При блеске дня | страница 72



— У него грустные блестящие глаза, как у обезьянки, — задумчиво произнесла Элизабет. — Расскажи еще, пока он не пришел.

— Да больше нечего рассказывать. Мы не слишком близки. Мне всегда кажется, что он глубоко несчастлив в Англии, несмотря на огромный успех. Он презирает нас, потому что мы глуповаты, недолюбливает и немножко побаивается, потому что мы прекрасно обходимся и без большого ума. Впрочем, надо отдать ему должное, он был одним из первых пострадавших, поскольку открыто не одобрял Гитлера, когда вся эта каша только заваривалась. Чудом ушел от гестапо. Но мне иногда кажется, что он втайне разочарован нашей победой и не понимает, как это нам удалось. Почему-то глупость нацистов его не смущает: вот уж кто действительно умом не блистал. Словом, он многого не видит и не понимает, хотя умен, как дьявол. Этим — и больше ничем — он напоминает мне американцев.

— Не смотри так на меня, милый. Я не американка и раньше сама часами напролет пыталась им втолковать, что к чему. Помнишь, ты мне писал, что большинство американцев просто не хотят видеть настоящую Британию и знают только липовую, голливудскую. Господи, как ты был прав! Сколько раз меня просили сыграть «хозяйку поместья», ты бы знал! Ну так вот, я пыталась их вразумить, но они ни черта не понимали. Что ж, если я хочу поужинать внизу, мне надо принять ванну и переодеться. Можно я возьму с собой первые две сцены?

Она уже стояла у двери. Я подошел и вложил сценарий ей в руки. Потом мы постояли немного, молча глядя друг на друга. Я внезапно ощутил прилив нежности к Элизабет.

— Что такое, Грег?

— Я очень рад тебя видеть, Лиз. Меня вдруг такая радость охватила…

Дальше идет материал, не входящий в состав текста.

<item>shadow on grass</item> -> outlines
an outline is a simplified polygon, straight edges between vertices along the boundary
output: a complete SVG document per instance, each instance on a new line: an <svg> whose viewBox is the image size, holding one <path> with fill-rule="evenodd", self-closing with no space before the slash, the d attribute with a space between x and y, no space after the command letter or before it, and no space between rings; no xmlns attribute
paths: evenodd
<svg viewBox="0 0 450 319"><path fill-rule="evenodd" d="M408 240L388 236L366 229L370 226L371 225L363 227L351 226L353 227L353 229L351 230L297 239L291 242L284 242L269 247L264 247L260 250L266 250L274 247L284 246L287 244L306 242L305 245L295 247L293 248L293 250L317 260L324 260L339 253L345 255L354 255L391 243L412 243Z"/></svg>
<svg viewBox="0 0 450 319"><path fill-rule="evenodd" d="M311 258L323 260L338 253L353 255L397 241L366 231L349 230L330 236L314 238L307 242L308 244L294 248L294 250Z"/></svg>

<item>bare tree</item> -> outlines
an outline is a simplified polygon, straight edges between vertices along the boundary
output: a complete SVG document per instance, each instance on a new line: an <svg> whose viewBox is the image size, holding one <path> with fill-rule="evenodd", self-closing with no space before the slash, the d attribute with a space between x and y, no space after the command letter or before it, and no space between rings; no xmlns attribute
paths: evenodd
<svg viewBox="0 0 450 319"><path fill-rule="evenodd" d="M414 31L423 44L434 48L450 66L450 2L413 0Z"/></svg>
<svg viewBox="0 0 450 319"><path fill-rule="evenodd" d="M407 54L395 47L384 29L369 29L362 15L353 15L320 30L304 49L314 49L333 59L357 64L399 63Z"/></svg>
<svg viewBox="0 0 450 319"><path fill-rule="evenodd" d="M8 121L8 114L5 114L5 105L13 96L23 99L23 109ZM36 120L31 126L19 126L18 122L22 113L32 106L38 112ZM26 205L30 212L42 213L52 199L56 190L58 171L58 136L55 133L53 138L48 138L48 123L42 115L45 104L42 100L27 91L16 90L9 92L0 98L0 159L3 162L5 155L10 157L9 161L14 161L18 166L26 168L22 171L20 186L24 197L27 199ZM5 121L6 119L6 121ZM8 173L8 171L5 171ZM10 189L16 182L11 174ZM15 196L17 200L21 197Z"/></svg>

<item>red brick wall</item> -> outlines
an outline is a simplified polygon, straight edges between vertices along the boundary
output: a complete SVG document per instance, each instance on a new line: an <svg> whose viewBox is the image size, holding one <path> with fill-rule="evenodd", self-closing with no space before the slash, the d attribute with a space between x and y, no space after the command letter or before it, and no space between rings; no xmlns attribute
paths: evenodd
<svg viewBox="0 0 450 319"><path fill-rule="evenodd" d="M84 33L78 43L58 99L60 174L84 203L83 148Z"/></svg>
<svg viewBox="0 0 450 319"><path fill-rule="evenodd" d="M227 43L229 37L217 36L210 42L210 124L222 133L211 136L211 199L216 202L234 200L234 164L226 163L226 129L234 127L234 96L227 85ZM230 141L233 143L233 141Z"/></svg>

— До сих пор мой приезд тебя не очень-то радовал, правда? — тихо спросила она. — Я сразу почувствовала. И расстроилась. И обиделась.

— Прости. У меня есть оправдание. В такие места я приезжаю работать, а не разговаривать. Я ни с кем не общаюсь и ухожу глубоко в себя. А чтобы потом вынырнуть на поверхность, нужно время. Вот и все. — На самом деле это была не вся правда, хотя почти вся.

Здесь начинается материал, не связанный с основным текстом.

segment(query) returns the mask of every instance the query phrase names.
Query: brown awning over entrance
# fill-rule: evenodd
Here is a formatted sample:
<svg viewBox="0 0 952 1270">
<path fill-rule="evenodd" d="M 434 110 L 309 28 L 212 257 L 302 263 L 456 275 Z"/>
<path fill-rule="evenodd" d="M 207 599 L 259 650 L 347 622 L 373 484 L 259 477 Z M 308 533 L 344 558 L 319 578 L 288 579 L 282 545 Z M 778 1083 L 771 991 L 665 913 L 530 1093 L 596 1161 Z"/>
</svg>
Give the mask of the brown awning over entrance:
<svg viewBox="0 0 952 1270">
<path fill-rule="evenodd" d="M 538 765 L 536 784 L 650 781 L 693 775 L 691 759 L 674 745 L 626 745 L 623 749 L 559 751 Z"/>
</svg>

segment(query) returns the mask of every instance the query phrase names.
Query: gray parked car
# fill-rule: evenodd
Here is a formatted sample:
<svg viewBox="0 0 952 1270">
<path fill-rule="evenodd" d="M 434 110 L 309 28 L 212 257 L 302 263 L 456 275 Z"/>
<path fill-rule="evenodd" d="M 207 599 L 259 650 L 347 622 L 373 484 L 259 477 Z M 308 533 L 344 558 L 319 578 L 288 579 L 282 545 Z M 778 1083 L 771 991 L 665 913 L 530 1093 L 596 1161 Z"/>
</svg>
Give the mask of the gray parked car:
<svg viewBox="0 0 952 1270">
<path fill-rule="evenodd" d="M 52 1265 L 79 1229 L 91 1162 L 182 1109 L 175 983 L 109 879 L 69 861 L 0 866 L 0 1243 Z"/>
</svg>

— Можешь не объяснять, — ответила Элизабет. — Я уже не обижаюсь. Мне пора.

Она на миг прильнула щекой к моей щеке, чмокнула меня куда-то в левое ухо и быстро, но грациозно вышла за дверь.

Я ощутил смятение и беспокойство. Понял, что работать больше не смогу, а сидеть и думать не хотелось, поэтому я надел единственный приличный костюм, который взял с собой, и спустился к Адонаю и Джейку Весту. Они сидели в дальнем углу бара и пили виски. Странная была парочка: щеголеватый и стройный коротышка Георг Адонай с непропорционально большой головой и вытянутым белым лицом, а рядом — почти тучный Джейк Вест с опухшей багровой физиономией и сиплым голосом, всегда чуть подгулявший, машинально и каждую минуту жизни излучающий неиссякаемое добродушие человека из рекламного мира. Больше в их углу бара никого не было, поскольку для желающих пропустить стаканчик перед ужином час еще не пришел.